=Paper= {{Paper |id=None |storemode=property |title=None |pdfUrl=https://ceur-ws.org/Vol-1057/preface_LD4IE2013.pdf |volume=Vol-1057 }} ==None== https://ceur-ws.org/Vol-1057/preface_LD4IE2013.pdf
      LD4IE - Linked Data for Information Extraction



Overview

The World Wide Web provides access to tens of billions of pages, mostly containing
information that is largely unstructured and only intended for human readability. On
the other hand, the LOD provide billions of pieces of information linked together and
made available for automated processing. However, there is the lack of interconnection
between the information in the Web pages and that in LOD. A number of initiatives,
like RDFa (supported by W3C) or Microformats (used by schema.org and supported by
major search engines) are trying to enable machines to make sense of the information
contained in human readable pages by providing the ability to annotate webpage content
with links into LOD.
    This has created unprecedented opportunities for Web-scale Information Extraction.
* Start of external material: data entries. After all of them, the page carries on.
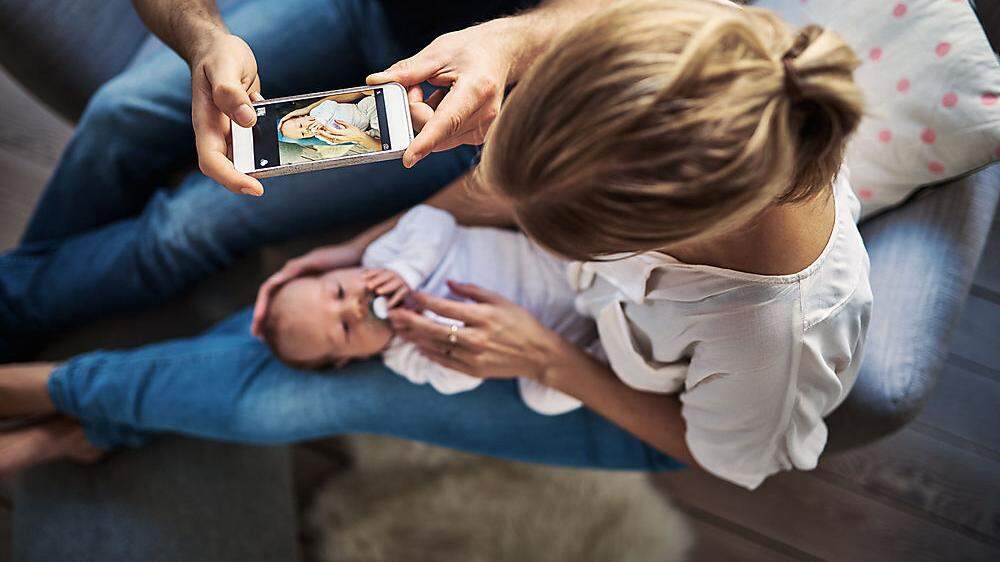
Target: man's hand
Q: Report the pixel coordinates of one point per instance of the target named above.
(223, 83)
(475, 64)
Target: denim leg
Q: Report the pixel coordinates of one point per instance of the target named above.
(226, 385)
(136, 130)
(184, 235)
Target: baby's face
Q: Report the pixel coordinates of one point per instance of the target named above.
(326, 319)
(300, 127)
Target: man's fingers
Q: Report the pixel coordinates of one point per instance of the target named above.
(215, 165)
(475, 292)
(407, 72)
(420, 114)
(229, 93)
(211, 131)
(254, 91)
(448, 119)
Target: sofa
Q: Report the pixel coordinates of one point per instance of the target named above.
(188, 500)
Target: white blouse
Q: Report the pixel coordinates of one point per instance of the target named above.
(759, 360)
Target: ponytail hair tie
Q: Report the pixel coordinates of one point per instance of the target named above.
(802, 40)
(792, 85)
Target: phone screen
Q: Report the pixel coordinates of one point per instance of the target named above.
(322, 127)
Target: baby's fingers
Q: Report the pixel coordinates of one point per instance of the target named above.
(377, 278)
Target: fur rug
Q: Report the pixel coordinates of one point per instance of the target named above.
(407, 502)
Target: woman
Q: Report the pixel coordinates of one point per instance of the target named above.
(689, 153)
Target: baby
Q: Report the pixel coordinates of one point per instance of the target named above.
(329, 319)
(329, 113)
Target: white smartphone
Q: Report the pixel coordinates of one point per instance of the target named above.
(324, 130)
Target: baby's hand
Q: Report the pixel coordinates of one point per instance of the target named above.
(385, 282)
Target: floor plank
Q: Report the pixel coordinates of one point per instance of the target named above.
(5, 538)
(977, 336)
(951, 485)
(714, 544)
(826, 520)
(965, 404)
(988, 274)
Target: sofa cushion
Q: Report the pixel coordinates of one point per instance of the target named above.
(932, 88)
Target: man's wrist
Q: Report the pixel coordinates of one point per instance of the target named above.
(520, 40)
(205, 42)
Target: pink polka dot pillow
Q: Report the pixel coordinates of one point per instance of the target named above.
(931, 83)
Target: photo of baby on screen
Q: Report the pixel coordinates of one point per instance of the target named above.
(329, 127)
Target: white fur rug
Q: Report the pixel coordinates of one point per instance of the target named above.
(407, 502)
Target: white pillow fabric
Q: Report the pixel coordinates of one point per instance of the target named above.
(931, 84)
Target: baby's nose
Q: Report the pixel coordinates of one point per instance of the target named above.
(356, 309)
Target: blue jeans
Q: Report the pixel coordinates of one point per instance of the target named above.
(108, 236)
(226, 385)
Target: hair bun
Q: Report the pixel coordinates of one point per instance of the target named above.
(802, 40)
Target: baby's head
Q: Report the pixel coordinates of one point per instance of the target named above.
(300, 127)
(323, 320)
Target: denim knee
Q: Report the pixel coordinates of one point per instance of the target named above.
(113, 107)
(187, 235)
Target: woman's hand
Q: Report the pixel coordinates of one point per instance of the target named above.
(319, 260)
(348, 133)
(224, 82)
(385, 282)
(499, 340)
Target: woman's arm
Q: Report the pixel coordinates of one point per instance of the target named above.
(462, 198)
(654, 418)
(503, 340)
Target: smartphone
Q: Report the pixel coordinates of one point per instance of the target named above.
(324, 130)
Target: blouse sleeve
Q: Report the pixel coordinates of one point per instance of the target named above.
(750, 409)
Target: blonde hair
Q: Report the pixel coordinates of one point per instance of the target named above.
(656, 122)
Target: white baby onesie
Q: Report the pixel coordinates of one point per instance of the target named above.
(427, 248)
(362, 115)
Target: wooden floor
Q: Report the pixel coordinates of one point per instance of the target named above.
(930, 492)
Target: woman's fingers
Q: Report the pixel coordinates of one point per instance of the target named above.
(417, 327)
(399, 296)
(475, 292)
(450, 360)
(468, 313)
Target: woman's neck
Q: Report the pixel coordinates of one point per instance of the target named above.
(782, 240)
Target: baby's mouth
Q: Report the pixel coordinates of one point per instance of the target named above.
(379, 307)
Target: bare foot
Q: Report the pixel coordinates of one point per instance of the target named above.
(24, 390)
(58, 438)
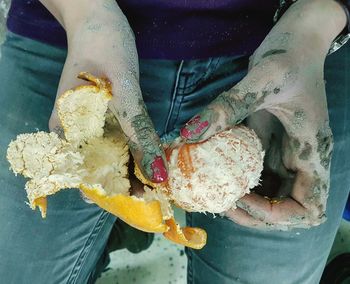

First, it is the first time in the history of IE that a very large-scale information resource
(LOD) is available, covering a growing number of domains, to serve as learning materials.
Linked Data offers a uniform approach to link resources uniquely identifiable by URIs.
This creates a large knowledge base of entities and concepts, connected by semantic
relations. Such resources can be valuable seed data for IE tasks. Furthermore, the
annotated web pages can be considered as training data in the traditional machine
learning paradigm. The use of an uncontrolled and constantly evolving, community
provided set of independent Web resource for IE is totally untapped in the current state
of the art. Second, IE methods can also enhance web page annotation, which creates
further linked data.
    However, powering Web-scale IE using LOD faces major challenges. The first
requirement for Web-scale IE is discovering relevant learning materials on LOD. It
is non-trivial due to the highly heterogeneous vocabularies used by data publishers.
Users are often required to be familiar with the datasets, vocabularies, as well as query
languages that data publishers use to expose their data. Unfortunately, considering the
sheer size and the diversity of LOD, imposing such requirements on users is infeasible.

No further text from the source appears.